Des molécules à l’état de traces

Quel que soit le jour de prélèvement, y compris sur les témoins négatifs, le thymol, le cinnamaldéhyde et le carvacrol ont été retrouvés à l’état de trace dans la viande, soit 0,5 à 5 µg/kg. De plus, aucune accumulation de ces molécules n’a été observée dans la viande. Or, ces trois molécules sont connues pour entrer dans la composition des aliments pour volaille. Par conséquent, leur présence dans la viande, y compris dans les témoins négatifs, pourrait être uniquement due à leur apport par ce biais et non par le produit à base d’HE. Dans l’essai, ce dernier ne génère pas de résidus de molécules antibactériennes (thymol et cinnamaldéhyde). La sécurité pour les animaux, qui tolèrent, de plus, très bien le produit, et le consommateur semble donc respectée à cette dose. Malgré ces premiers résultats encourageants, l’interprétation de l’essai est délicate. En effet, très peu de données pharmacologiques existent chez les animaux, sur la biodisponibilité, les transformations et l’élimination des molécules aromatiques comme le thymol, le carvacrol et le cinnamaldéhyde chez la volaille. Chez le rat et le porc, ces molécules semblent très peu transformées et surtout éliminées très rapidement par voie urinaire, sous forme de conjugués. Elles ne sont plus quantifiables au niveau sanguin après maximum 48 h suivant l’administration. Cependant, il est possible que le métabolisme chez les volailles ne soit pas le même et que ces molécules soient transformées et donnent d’autres résidus, non quantifiés et recherchés dans notre essai. Pour répondre à ces questions, il conviendrait de fournir des études pharmacocinétiques. Dans ce genre d’essai, les réponses ne pourront être apportées que si les différents acteurs des filières de production s’associent.

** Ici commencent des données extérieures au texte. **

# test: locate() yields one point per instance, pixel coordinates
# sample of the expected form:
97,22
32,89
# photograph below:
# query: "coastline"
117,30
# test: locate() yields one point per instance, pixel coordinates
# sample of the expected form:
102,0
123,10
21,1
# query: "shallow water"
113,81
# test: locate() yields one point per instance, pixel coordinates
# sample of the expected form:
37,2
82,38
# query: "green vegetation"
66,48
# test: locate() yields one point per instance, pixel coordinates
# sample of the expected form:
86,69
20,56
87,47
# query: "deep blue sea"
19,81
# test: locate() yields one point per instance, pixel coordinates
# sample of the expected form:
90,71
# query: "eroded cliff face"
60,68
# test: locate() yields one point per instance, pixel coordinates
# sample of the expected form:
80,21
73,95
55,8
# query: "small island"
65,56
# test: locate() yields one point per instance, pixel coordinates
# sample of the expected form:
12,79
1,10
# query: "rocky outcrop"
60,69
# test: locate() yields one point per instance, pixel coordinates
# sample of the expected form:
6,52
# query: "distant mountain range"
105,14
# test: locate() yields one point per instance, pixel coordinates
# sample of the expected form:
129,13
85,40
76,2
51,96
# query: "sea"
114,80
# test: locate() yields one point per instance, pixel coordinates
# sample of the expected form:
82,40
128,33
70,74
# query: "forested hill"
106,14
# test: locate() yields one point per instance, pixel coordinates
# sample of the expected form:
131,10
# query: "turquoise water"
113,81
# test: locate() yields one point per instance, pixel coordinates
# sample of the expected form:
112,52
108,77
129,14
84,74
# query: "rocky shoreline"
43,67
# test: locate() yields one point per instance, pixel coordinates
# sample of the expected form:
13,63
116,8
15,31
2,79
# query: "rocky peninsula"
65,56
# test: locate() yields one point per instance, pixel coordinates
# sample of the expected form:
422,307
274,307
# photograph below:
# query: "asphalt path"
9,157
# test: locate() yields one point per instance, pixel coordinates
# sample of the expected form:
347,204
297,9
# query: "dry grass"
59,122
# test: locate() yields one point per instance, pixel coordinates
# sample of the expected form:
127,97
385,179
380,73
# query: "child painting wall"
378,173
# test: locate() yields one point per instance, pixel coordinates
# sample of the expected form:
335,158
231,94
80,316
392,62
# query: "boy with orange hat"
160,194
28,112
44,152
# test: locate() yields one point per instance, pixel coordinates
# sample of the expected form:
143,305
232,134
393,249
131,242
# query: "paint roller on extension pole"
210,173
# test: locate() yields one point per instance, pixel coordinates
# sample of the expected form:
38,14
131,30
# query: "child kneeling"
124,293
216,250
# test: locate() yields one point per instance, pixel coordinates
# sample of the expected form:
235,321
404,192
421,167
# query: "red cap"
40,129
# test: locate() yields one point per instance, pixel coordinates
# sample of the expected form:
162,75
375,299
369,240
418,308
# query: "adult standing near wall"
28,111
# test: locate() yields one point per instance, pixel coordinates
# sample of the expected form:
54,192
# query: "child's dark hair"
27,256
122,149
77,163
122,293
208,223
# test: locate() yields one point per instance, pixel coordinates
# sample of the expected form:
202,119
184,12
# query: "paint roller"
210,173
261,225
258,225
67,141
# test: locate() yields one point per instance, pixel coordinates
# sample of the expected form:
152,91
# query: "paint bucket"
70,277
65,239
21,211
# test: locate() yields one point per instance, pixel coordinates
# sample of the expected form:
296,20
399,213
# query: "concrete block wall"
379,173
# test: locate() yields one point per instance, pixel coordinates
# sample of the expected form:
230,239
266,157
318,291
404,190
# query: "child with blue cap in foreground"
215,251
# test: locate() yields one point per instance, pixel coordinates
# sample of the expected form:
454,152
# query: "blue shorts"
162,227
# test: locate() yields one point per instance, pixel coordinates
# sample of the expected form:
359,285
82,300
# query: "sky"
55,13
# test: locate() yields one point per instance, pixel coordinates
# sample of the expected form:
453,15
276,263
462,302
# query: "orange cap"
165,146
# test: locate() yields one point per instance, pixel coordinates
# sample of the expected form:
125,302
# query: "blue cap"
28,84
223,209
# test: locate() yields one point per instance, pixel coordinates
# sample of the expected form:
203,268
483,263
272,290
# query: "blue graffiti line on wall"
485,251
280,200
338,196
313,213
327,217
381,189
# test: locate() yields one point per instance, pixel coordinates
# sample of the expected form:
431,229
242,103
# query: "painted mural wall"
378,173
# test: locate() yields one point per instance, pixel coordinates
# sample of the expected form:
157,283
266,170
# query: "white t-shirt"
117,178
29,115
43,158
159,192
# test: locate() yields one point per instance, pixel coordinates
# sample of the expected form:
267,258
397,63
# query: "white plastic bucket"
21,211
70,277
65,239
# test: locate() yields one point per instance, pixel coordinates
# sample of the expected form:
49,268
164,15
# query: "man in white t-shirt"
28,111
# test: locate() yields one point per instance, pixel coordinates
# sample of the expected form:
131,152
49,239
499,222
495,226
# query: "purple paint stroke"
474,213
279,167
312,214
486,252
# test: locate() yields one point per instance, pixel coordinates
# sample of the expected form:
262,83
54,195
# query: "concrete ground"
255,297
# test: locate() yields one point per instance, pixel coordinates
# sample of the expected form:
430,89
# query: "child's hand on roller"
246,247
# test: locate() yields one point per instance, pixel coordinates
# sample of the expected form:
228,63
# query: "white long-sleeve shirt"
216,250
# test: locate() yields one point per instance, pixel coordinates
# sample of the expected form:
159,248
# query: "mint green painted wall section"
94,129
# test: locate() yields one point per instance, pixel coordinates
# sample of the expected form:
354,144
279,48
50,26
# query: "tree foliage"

1 Article rédigé d’après une thèse de doctorat vétérinaire de Romaric Ruppin (Oniris, 2018). En collaboration avec le réseau Cristal. Recherche de résidus antibactériens dans la viande de Gallus gallus après administration d’un aliment complémentaire à base d’huiles essentielles dans le cadre de l’accompagnement d’une colibacillose.

2 Technique de référence pour l’analyse des composés aromatiques.

3 L’activité antibactérienne du thymol et du cinnamaldéhyde est connue.